He muttered something about having just washed he sheets, then demanded I give him all my quarters.
So I woke up today with someone's door knob in my pocket. I hope everbody else got out of the house ok.
Im shirtless eating a burrito. How urgent is this?
Idk if you've ever had the pleasure of 1. Vomiting on a sidewalk - at 3 in the afternoon 2. Vomiting nachos or 3. Vomiting nachos out of your nose but really I do not advise any of the above.

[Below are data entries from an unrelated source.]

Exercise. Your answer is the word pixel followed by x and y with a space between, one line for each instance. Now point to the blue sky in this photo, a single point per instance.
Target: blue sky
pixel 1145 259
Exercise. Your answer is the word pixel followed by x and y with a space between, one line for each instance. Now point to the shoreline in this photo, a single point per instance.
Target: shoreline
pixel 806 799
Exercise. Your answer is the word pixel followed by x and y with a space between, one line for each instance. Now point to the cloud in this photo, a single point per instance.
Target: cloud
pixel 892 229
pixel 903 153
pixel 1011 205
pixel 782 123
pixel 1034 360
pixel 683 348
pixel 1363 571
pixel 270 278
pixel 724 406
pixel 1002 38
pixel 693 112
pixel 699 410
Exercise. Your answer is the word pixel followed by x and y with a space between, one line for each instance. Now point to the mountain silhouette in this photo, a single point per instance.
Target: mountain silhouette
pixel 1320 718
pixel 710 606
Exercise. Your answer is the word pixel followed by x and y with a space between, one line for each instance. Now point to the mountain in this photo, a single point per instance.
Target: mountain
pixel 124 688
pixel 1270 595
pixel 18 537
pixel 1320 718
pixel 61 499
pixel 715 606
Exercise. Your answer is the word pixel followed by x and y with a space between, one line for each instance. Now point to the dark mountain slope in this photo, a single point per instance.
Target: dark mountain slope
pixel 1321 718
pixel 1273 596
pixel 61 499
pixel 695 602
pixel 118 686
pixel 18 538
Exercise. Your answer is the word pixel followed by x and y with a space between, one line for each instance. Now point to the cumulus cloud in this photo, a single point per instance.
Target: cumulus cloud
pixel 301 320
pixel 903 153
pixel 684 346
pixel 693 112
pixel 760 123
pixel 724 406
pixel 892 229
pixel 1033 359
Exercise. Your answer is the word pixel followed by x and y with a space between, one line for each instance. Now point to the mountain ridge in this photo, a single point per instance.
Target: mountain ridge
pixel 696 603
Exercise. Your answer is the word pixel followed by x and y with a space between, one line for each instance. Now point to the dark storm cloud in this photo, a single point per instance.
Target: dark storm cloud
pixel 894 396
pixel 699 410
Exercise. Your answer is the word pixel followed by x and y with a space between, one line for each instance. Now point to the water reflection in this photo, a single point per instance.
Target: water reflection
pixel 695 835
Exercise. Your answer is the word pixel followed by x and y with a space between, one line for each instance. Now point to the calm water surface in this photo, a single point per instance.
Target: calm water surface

Restaurants Roasting People Who Gave Them Negative Yelp Reviews (25 Pics)
Man, I must say, having known you since preschool, Eiffel-Tower-ing her would've fully completed our journey to brotherhood.
NO. NO LET HIS PENIS TOUCH YOU.
yea i really dont care about the sex, i just want him to eat my vag. He has to be good at because of his tremors.
I slept with an Israeli and a Palestinian in the same day. It feels wrong.
When you're a bigshot ER surgeon and I'm a starving artist, I want you to remember who held your hair last night.
Woman Posts Harassing DMs From Creep Online, Now He’s Upset Because People Told His Mom
That's why you need to have them together. Katie started crying on the couch and she just gave her a tube of crackers and picked up a beer at the same time. She's like a goddess of making things chill
I saw a classic trojan enz laying on his desk. So he's probably not into the kinky shit.
I'm eating go-gurt and drinking beer alone in the dark. This is why you shouldn't marry young.
I'm armed with nothing but $4 lip gloss gum and my phone. Ready to take on the fucking world.
He was my first marine! I wanna remember his name!
Reminder to self: never have sex on a trampoline. Trampoline burn hurts worse than carpet burn.